A prova que a minha observação é cada vez mais real, foi precisamente a campanha autárquica de 2013, onde percebi que nenhum dos candidatos apresentou um verdadeiro projeto de desenvolvimento local que realmente mobilizasse os eleitores, prova disso foi a abstenção e o número de votos brancos e nulos crescente.

Todo o processo político foi invertido, primeiro escolheu-se os candidatos, depois definiu-se a imagem de campanha e só por último se compôs algumas propostas que apontavam em determinado caminho para o futuro e tudo isto sem realmente perceber o que as pessoas do concelho gostariam de ver nesse futuro.

Acredito que a política deve ser praticada com e para as pessoas, o que me leva a dizer que não me revejo em nenhum dos projetos políticos que se apresentaram a votos, não pelas pessoas que os encabeçaram mas sim pela forma como todo o processo foi conduzido, o que levou a que a campanha se alicerçasse em acontecimentos que foram ocorrendo ao longo da pré-campanha e campanha (ora foi a venda da praia, ora o tornado, ora os mosquitos, ora os fait-divers de maledicência entre candidatos), nunca conseguindo criar a envolvência entre projetos políticos e eleitores que acho que era o desejável …

Nos livros de gestão, fala-se muitas vezes da diferença entre chefes e líderes, e o antigo presidente americano Franklin Roosevelt definiu a diferença entre líder e chefe de uma forma que me identifico particularmente, que é a seguinte:

As pessoas perguntam qual é a diferença entre um líder e um chefe.

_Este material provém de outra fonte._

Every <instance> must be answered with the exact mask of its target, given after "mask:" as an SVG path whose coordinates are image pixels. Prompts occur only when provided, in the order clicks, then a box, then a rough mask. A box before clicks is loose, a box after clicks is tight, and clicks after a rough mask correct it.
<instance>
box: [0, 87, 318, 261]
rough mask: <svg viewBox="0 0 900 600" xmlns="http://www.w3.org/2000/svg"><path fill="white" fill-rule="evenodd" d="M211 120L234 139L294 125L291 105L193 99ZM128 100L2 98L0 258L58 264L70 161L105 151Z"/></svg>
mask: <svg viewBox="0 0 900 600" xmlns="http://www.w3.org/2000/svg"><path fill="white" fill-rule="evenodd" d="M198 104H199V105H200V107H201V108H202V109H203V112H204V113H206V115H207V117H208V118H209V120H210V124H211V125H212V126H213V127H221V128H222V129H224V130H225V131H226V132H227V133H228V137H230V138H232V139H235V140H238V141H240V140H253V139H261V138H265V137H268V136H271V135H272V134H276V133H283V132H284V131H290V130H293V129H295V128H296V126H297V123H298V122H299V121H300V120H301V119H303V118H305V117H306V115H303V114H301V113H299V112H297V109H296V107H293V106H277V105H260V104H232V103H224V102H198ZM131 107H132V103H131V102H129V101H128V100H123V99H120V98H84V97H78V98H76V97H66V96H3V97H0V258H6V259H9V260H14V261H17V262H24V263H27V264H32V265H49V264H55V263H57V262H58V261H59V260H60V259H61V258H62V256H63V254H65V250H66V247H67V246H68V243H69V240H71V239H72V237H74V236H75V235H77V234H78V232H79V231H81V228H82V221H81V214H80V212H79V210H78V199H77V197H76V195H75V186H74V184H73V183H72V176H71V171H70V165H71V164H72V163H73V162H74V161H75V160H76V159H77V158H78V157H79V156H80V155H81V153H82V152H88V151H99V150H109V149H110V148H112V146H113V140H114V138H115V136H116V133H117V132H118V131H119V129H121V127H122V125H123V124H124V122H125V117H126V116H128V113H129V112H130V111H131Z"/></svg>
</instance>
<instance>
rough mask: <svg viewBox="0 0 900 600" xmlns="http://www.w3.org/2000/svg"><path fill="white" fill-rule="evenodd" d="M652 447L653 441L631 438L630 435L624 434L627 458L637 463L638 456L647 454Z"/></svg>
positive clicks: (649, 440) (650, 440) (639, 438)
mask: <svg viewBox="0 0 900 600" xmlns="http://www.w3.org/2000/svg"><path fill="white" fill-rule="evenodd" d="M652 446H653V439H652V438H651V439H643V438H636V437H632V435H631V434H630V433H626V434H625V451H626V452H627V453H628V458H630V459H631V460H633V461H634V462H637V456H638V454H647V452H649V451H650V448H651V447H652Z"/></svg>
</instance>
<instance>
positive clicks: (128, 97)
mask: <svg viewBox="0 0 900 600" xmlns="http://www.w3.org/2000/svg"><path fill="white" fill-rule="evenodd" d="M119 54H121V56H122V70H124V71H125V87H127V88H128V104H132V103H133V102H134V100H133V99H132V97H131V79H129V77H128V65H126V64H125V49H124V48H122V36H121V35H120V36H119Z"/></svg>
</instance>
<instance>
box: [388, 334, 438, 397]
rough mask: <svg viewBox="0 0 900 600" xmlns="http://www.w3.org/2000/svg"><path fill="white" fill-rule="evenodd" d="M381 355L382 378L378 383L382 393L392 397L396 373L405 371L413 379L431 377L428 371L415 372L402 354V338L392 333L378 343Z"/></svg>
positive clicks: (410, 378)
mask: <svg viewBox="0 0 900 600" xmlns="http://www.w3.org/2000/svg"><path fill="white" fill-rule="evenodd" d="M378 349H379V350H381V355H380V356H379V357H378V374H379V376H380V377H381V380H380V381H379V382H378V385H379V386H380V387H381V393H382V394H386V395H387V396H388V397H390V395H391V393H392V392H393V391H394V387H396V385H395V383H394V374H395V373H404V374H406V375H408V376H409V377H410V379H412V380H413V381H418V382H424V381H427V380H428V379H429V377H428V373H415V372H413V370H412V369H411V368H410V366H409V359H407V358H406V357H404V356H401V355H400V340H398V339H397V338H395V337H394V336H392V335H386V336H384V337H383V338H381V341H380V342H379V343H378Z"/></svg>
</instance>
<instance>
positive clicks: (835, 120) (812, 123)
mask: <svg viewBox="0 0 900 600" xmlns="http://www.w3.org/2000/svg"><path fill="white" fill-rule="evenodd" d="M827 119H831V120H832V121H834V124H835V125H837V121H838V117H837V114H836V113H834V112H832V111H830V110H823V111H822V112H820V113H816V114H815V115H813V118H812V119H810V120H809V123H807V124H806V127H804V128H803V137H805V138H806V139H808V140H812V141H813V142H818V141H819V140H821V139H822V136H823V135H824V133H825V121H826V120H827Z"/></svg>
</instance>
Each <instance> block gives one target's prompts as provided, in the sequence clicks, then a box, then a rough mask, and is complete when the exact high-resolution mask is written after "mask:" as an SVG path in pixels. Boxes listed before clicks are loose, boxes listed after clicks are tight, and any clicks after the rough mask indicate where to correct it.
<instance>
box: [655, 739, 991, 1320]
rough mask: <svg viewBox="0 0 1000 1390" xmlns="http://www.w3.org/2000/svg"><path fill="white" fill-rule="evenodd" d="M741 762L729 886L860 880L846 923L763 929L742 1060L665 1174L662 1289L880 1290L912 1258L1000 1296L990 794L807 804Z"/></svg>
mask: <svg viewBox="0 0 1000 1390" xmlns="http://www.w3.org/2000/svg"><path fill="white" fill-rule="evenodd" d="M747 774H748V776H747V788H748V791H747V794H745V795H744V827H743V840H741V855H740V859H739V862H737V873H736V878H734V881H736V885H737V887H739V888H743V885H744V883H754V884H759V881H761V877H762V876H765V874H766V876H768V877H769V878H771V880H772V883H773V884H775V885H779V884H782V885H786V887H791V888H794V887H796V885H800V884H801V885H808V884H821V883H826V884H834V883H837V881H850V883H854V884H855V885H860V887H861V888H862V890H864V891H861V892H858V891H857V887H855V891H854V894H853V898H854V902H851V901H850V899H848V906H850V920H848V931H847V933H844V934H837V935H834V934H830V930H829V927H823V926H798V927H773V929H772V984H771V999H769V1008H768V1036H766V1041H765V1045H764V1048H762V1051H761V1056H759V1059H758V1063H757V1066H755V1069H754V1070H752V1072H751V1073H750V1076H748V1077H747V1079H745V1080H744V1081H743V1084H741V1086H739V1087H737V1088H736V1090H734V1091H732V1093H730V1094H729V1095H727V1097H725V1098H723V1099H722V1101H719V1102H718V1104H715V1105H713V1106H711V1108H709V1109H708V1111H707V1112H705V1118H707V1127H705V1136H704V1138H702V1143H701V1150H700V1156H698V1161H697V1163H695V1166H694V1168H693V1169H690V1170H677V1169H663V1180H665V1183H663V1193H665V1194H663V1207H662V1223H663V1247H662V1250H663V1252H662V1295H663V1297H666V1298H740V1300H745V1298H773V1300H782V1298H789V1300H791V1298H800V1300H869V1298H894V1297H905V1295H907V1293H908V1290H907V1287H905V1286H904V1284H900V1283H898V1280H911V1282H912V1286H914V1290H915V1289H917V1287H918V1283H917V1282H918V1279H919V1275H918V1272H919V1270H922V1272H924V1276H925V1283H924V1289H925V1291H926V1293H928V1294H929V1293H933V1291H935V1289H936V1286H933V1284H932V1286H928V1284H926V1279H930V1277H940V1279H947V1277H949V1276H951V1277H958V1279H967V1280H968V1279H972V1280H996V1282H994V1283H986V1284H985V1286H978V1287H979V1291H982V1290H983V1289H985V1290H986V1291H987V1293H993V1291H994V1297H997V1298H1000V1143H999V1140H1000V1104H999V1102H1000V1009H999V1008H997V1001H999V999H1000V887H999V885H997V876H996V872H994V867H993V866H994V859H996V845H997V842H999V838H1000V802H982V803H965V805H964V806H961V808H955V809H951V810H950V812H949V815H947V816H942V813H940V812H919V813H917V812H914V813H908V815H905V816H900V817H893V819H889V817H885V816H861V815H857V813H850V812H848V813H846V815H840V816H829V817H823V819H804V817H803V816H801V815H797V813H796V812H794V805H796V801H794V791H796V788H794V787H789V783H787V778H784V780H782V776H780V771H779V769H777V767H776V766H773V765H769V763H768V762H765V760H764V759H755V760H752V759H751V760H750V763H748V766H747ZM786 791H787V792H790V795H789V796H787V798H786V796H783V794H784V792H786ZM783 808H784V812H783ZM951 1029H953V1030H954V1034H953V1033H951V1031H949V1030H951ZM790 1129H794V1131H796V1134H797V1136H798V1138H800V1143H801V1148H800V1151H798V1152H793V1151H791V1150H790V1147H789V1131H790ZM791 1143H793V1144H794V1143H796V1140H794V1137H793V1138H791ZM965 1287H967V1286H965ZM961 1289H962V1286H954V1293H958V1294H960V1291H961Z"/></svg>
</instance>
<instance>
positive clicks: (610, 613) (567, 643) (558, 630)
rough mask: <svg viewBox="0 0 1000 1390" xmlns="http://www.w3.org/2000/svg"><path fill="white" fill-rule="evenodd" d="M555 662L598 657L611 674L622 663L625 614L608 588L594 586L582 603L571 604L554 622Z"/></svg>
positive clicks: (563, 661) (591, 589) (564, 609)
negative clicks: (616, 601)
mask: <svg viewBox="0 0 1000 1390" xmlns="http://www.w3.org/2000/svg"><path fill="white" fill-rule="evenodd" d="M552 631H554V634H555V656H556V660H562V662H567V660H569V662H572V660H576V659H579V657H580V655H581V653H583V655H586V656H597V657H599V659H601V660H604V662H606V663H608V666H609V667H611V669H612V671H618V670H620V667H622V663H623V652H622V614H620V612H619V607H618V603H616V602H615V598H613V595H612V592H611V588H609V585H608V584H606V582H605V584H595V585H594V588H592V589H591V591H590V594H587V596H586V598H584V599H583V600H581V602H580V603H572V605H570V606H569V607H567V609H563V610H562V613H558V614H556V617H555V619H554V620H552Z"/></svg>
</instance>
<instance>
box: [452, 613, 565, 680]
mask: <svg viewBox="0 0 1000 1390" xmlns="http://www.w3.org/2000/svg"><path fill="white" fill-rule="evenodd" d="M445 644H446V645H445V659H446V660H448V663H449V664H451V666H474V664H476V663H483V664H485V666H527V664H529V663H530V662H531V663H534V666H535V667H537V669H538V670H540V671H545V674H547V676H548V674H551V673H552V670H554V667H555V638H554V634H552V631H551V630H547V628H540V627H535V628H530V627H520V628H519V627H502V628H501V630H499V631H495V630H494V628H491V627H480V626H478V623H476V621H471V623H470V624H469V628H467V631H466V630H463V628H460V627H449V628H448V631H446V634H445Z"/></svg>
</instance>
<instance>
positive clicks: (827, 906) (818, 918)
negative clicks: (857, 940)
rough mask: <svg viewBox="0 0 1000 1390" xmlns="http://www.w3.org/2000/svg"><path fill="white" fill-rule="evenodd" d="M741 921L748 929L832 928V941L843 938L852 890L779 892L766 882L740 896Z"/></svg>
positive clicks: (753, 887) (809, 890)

O líder trabalha a descoberto, o chefe trabalha encapotado. O líder lidera, o chefe guia.”.

Os políticos devem ser por definição líderes, devem ser transparentes nas suas intenções e devem trabalhar com todos no sentido de construir algo comum à generalidade dos seus concidadãos. Isso leva também a que se aproximem da matriz e marca ideológica que o seu partido defende, como meio de potenciar a sua mensagem e comunicação politica bem como a sua identidade politica.

Quem melhor conseguiu esse desígnio foi a candidata que ganhou, mantendo uma comunicação e mensagem política coerente com o seu partido e com o trabalho desenvolvido nos últimos 4 anos, e só por isso merece os meus parabéns.

Apesar desta análise, acredito que o concelho de Silves precisa de políticos, de líderes que apontem caminhos e não chefes que guiem os destinos do concelho mediante os desafios de determinado momento.

Ainda tenho esperança que esses líderes apareçam para tornar a nossa vida melhor, as pessoas do concelho de Silves merecem esse sonho.